Song by David Bowie

from the album Diamond Dogs
- Released: 24 May 1974
- Recorded: Early 1974
- Studio: Olympic, London
- Genre: Glam rock
- Length: 1:10
- Label: RCA
- Songwriter(s): David Bowie "Bewitched, Bothered and Bewildered" by Richard Rodgers
- Producer(s): David Bowie

= Future Legend =

"Future Legend" is the opening track of David Bowie's 1974 album Diamond Dogs. Its spoken narrative introduces the album's setting in a "glitter apocalypse".

==Music and lyrics==
Barely a minute in length, "Future Legend" begins with a distorted howl and features Bowie's spoken-word vision of a post-apocalyptic Manhattan, now renamed Hunger City. He describes "fleas the size of rats" and "rats the size of cats", and compares the humanoid inhabitants to "packs of dogs".

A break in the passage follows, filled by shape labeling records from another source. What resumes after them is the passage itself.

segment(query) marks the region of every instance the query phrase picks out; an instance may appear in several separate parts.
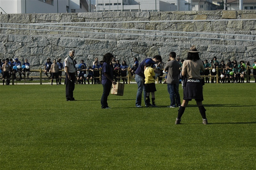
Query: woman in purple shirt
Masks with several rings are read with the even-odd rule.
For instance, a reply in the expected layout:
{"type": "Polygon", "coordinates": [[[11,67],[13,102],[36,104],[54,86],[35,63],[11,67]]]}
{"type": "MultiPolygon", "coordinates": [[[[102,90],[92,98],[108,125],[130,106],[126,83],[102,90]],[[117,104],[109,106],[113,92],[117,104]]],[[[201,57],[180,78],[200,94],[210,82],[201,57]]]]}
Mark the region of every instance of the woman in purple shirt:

Halfway through the narration, the Richard Rodgers' tune "Bewitched, Bothered and Bewildered" strikes up, the song and its composer appear on the track list of the original vinyl album but this credit is omitted on CD releases (with the exception of the first one made in West Germany for the European market in 1984). "Future Legend" then transitions into the album's title track with the cry, "This ain't rock and roll. This is genocide!"

The narrative has been compared to the writings of William Burroughs, particularly such phrases as "a baying pack of people" in Naked Lunch.

==Other uses==
A backing tape of the track was played as the lead-in to "Diamond Dogs" at some performances on Bowie's North American tour in 1974.